Etienne Schneider: Le secteur financier s'est développé de manière disproportionnée par rapport à l'industrie, qui ne représente plus que 25%. Nous allons continuer à travailler sur la question.
L'essentiel: Allez-vous concrétiser le chantier de la logistique?
Etienne Schneider: Il y a beaucoup d'obstacles administratifs. Mais il y a un potentiel aussi grâce à notre fiscalité. De grands transporteurs m'ont dit qu'ils étaient prêts à déménager des milliers de camions chez nous.
L'essentiel: Est-ce que ça va créer de l'emploi?
Etienne Schneider: Cela peut en générer 5.000. Et des non-qualifiés. Or, beaucoup sont au chômage car ils ne sont pas qualifiés.
L'essentiel: Quelle autre idée avez-vous en tête pour la diversification?
Etienne Schneider: Je veux attirer la recherche au Luxembourg. Même si cela ne créera pas beaucoup d'emplois, cela peut avoir de grandes retombées financières.

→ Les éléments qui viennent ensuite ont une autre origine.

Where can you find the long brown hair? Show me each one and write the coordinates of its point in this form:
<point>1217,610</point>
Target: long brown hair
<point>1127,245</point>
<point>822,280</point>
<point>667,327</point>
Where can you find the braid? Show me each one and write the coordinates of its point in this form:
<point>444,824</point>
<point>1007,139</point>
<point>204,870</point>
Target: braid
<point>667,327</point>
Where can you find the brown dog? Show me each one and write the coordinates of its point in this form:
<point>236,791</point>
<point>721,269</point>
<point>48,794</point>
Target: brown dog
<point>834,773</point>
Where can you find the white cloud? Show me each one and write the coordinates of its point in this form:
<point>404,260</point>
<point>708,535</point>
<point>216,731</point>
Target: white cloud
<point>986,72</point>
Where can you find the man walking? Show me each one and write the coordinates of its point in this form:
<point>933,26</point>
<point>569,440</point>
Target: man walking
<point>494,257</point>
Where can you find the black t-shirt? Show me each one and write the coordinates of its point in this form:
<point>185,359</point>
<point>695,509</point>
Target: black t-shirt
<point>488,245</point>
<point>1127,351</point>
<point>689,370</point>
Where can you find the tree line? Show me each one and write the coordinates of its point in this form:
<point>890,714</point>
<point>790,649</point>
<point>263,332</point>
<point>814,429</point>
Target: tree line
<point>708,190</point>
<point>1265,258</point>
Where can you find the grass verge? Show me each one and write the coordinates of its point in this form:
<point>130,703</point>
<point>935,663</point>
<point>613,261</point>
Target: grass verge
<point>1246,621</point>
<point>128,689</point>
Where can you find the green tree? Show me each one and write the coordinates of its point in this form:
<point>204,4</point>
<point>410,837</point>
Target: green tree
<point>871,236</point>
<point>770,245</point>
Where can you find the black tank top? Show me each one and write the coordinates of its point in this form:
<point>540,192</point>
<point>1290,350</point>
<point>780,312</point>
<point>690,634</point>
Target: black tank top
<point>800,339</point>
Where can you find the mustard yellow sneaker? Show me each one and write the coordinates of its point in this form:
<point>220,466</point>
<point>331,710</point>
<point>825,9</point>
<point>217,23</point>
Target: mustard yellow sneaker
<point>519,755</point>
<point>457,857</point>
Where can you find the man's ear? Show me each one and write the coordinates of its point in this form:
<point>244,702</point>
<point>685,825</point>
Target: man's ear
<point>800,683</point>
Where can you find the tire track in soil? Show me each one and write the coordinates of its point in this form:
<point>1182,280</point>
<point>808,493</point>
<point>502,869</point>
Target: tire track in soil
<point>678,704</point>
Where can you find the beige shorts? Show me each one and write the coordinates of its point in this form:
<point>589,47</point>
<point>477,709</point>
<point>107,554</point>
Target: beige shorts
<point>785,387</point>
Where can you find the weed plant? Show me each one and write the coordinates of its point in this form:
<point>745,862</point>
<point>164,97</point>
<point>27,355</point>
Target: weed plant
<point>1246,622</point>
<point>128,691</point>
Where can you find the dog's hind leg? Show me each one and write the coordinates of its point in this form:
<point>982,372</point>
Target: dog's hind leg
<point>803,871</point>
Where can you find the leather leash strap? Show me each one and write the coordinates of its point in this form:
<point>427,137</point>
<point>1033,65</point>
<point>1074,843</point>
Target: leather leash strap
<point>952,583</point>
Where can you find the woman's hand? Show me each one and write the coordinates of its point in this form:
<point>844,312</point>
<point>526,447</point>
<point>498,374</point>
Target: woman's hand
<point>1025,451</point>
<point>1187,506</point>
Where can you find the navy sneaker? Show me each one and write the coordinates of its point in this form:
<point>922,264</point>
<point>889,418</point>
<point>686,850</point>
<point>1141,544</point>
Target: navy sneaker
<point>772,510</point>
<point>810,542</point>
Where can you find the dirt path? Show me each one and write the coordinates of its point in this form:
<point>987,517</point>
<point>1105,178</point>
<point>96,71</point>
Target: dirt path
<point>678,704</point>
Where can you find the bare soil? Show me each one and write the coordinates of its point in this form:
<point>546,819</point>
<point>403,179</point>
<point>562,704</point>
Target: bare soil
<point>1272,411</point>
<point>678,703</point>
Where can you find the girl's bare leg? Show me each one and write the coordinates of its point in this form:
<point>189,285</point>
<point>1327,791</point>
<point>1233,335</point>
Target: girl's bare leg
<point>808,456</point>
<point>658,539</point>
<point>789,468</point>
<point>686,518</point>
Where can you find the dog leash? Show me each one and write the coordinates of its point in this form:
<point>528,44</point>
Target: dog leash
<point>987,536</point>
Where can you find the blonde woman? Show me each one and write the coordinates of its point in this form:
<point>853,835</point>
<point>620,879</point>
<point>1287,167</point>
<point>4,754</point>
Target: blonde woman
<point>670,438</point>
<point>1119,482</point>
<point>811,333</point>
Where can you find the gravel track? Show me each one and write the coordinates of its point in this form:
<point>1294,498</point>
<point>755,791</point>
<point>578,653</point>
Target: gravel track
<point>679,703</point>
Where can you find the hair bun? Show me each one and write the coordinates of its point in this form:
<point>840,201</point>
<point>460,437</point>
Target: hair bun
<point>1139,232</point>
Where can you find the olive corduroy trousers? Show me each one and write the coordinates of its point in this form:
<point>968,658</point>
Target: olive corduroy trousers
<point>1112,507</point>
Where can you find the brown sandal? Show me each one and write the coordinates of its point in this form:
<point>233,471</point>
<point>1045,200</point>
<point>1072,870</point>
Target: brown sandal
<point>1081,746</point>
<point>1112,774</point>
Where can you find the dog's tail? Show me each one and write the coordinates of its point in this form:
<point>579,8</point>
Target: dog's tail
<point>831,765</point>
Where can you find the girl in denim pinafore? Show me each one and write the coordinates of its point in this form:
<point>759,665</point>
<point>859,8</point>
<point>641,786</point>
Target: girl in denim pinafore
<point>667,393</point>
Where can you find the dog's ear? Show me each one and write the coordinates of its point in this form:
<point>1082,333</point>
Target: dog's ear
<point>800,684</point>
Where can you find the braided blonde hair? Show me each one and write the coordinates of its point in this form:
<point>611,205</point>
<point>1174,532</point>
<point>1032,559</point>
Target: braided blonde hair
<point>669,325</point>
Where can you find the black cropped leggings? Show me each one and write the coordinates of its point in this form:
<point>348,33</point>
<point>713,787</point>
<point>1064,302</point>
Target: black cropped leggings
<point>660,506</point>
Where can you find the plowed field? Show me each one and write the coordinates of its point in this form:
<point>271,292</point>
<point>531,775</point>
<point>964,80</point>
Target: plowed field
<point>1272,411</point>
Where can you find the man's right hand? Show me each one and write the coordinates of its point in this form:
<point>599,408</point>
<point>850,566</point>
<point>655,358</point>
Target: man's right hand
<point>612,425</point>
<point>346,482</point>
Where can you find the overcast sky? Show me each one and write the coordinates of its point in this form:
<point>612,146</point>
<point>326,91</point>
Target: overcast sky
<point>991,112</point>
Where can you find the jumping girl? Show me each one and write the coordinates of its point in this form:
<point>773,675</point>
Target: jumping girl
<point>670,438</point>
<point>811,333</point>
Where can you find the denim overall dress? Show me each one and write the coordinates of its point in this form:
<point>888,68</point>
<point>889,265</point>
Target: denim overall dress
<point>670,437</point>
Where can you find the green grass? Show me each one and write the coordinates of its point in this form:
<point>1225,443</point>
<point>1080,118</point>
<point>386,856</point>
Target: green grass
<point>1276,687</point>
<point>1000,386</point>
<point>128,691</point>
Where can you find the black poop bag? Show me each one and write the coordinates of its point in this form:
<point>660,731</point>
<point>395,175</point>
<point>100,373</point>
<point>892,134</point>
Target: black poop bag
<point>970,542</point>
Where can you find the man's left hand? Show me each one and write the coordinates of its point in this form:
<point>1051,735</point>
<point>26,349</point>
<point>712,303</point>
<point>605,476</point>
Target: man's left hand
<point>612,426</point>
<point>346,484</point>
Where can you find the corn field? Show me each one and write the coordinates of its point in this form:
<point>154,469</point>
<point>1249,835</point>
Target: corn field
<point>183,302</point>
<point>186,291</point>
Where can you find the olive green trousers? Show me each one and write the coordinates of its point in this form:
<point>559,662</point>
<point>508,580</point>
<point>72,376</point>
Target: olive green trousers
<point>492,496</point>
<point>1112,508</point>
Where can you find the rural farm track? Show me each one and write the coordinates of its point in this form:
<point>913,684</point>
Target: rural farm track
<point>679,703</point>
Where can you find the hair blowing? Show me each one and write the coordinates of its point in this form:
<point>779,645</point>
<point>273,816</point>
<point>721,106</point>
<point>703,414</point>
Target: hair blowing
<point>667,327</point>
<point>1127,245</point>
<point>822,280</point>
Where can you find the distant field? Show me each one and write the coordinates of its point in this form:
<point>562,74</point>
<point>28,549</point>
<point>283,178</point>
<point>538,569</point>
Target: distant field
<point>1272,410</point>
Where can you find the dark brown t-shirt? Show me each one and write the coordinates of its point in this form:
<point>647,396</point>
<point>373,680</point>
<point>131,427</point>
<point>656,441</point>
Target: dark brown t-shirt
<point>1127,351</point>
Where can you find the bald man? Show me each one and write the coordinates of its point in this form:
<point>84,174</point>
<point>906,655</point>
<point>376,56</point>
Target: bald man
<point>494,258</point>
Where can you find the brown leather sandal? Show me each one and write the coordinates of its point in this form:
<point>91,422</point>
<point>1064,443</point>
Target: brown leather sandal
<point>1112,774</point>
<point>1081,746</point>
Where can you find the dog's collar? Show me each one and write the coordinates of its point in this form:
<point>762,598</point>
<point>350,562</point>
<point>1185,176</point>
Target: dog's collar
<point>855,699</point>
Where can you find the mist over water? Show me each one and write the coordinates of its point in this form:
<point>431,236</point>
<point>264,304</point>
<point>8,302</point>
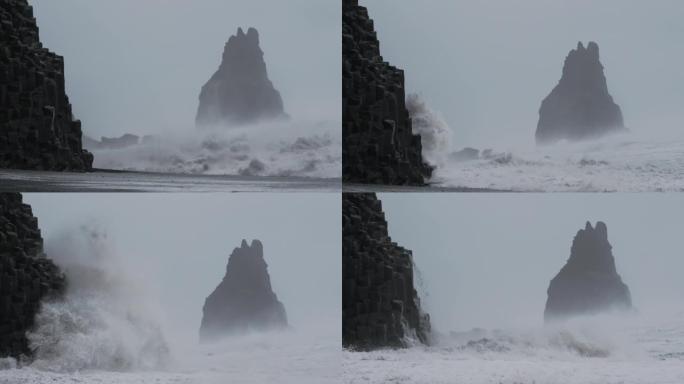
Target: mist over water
<point>436,136</point>
<point>111,327</point>
<point>106,320</point>
<point>278,148</point>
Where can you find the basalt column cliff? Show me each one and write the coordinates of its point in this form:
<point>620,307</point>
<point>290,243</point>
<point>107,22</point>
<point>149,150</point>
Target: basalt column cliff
<point>37,128</point>
<point>380,306</point>
<point>26,275</point>
<point>240,91</point>
<point>589,282</point>
<point>379,146</point>
<point>244,300</point>
<point>579,107</point>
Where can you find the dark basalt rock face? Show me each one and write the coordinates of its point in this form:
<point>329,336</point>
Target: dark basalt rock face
<point>589,282</point>
<point>37,129</point>
<point>240,91</point>
<point>244,299</point>
<point>380,306</point>
<point>26,276</point>
<point>579,107</point>
<point>379,146</point>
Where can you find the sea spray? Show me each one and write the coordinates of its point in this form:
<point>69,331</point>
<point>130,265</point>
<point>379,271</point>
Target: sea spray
<point>105,320</point>
<point>434,131</point>
<point>280,148</point>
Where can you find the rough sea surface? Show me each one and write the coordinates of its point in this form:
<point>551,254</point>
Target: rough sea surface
<point>591,351</point>
<point>293,357</point>
<point>620,163</point>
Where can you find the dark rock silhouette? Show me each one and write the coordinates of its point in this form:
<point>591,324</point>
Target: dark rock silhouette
<point>379,146</point>
<point>579,107</point>
<point>27,276</point>
<point>37,128</point>
<point>244,299</point>
<point>240,91</point>
<point>380,306</point>
<point>589,282</point>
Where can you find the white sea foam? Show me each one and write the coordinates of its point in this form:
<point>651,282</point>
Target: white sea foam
<point>108,329</point>
<point>586,351</point>
<point>622,162</point>
<point>105,320</point>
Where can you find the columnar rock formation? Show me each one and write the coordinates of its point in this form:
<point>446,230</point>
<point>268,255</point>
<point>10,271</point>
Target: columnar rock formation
<point>26,276</point>
<point>240,91</point>
<point>579,107</point>
<point>378,146</point>
<point>244,300</point>
<point>37,128</point>
<point>589,282</point>
<point>380,306</point>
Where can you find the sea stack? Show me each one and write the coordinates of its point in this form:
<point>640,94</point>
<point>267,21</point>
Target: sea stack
<point>379,146</point>
<point>579,107</point>
<point>37,128</point>
<point>27,276</point>
<point>244,300</point>
<point>589,282</point>
<point>240,92</point>
<point>380,306</point>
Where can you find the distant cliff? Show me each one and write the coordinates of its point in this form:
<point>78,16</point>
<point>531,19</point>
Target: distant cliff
<point>27,276</point>
<point>240,91</point>
<point>244,300</point>
<point>379,146</point>
<point>579,107</point>
<point>589,282</point>
<point>37,128</point>
<point>380,306</point>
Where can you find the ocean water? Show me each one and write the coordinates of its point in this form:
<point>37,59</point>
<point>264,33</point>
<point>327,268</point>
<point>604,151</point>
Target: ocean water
<point>110,328</point>
<point>589,351</point>
<point>290,357</point>
<point>620,163</point>
<point>291,148</point>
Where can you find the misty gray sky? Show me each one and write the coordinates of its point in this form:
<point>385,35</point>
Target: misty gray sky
<point>487,65</point>
<point>487,259</point>
<point>138,66</point>
<point>181,244</point>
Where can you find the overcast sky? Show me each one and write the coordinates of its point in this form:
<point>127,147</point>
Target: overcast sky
<point>138,66</point>
<point>487,259</point>
<point>487,65</point>
<point>181,244</point>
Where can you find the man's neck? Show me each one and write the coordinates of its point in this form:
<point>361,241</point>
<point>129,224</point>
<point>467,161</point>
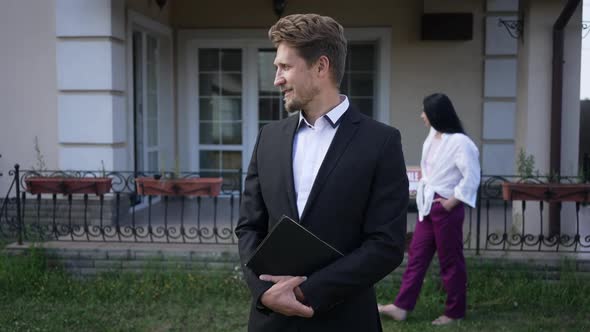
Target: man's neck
<point>321,105</point>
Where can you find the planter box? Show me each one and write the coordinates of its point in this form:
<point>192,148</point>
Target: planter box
<point>66,186</point>
<point>179,187</point>
<point>549,192</point>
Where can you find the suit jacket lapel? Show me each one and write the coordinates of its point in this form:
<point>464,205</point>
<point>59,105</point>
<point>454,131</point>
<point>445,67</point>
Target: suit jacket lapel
<point>345,133</point>
<point>286,163</point>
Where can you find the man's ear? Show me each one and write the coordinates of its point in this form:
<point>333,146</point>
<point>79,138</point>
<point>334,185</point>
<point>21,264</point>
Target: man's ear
<point>323,66</point>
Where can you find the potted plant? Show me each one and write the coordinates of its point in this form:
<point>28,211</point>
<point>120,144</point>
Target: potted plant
<point>62,182</point>
<point>529,188</point>
<point>171,184</point>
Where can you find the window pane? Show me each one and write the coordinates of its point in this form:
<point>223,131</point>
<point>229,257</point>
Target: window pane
<point>209,133</point>
<point>207,107</point>
<point>208,85</point>
<point>208,59</point>
<point>365,105</point>
<point>232,160</point>
<point>266,73</point>
<point>361,85</point>
<point>153,161</point>
<point>231,84</point>
<point>231,109</point>
<point>152,132</point>
<point>232,133</point>
<point>231,60</point>
<point>210,160</point>
<point>362,57</point>
<point>265,110</point>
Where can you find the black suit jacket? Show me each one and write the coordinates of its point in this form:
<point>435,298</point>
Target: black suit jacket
<point>358,204</point>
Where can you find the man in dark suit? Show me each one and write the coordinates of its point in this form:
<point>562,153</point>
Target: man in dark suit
<point>339,173</point>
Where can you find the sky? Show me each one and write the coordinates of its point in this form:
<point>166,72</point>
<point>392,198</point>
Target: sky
<point>585,77</point>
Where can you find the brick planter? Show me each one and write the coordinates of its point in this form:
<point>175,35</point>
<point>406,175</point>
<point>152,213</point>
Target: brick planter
<point>549,192</point>
<point>179,187</point>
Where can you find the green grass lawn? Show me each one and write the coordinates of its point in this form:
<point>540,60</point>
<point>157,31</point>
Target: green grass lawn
<point>36,298</point>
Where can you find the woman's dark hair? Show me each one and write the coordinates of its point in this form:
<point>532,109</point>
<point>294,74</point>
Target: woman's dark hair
<point>441,114</point>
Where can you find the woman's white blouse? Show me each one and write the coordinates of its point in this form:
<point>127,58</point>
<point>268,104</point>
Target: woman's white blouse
<point>453,171</point>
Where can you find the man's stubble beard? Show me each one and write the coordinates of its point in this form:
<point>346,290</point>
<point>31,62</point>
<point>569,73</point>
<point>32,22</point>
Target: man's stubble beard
<point>295,105</point>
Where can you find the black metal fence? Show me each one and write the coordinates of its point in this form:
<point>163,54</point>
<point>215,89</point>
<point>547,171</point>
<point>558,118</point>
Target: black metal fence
<point>121,215</point>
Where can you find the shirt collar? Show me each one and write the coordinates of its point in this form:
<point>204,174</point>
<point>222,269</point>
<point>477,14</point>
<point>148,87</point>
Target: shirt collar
<point>333,117</point>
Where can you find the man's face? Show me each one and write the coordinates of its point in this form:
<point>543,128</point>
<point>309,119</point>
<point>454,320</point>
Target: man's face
<point>295,78</point>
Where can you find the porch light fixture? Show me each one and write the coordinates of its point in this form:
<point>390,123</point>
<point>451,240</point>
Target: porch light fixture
<point>279,6</point>
<point>514,27</point>
<point>161,3</point>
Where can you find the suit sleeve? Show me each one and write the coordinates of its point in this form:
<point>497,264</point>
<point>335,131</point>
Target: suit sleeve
<point>384,229</point>
<point>252,225</point>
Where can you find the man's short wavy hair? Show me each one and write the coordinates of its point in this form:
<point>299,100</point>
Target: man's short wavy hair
<point>312,36</point>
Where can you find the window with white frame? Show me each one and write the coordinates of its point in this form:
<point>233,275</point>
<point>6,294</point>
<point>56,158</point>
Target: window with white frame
<point>230,85</point>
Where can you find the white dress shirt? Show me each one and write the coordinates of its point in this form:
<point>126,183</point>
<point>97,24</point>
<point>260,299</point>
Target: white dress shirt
<point>452,170</point>
<point>310,146</point>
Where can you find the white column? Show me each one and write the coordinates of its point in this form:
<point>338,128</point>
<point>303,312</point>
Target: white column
<point>91,83</point>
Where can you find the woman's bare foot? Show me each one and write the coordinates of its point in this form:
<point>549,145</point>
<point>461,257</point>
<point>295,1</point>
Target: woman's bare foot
<point>443,320</point>
<point>392,311</point>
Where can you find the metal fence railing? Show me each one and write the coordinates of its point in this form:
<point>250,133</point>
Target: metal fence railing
<point>122,215</point>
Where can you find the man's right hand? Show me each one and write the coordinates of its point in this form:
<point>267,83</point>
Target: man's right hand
<point>281,296</point>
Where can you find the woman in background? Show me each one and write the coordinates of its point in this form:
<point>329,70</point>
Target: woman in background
<point>450,178</point>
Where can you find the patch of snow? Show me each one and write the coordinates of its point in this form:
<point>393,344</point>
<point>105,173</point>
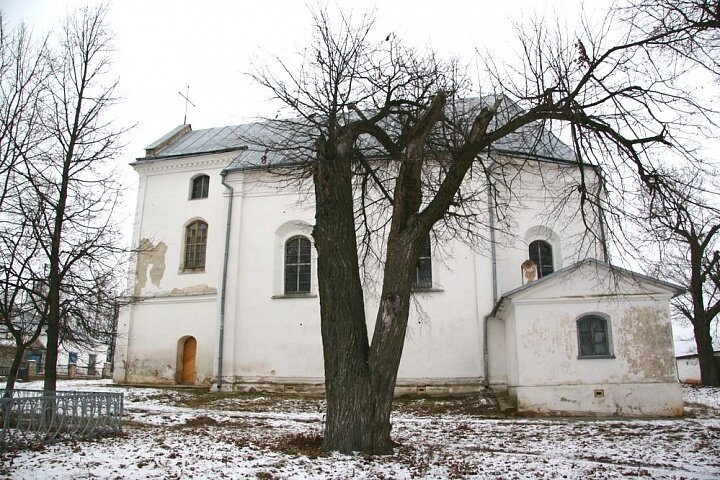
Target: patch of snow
<point>244,436</point>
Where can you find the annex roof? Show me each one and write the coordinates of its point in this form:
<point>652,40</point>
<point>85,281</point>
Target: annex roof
<point>569,270</point>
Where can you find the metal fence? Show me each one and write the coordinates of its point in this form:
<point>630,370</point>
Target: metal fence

L'essentiel: A-t-on une chance de voir une usine s'installer au Grand-Duché un jour?
Etienne Schneider: C'est très difficile, mais si elle est à forte valeur ajoutée, c'est possible.
L'essentiel: Comment appréhendez-vous votre mandat de ministre?
Etienne Schneider: Je vois le Luxembourg en tant quentreprise, et les citoyens comme les actionnaires. C'est l'esprit d'entreprise qui a pu faire du pays l'un des plus riches.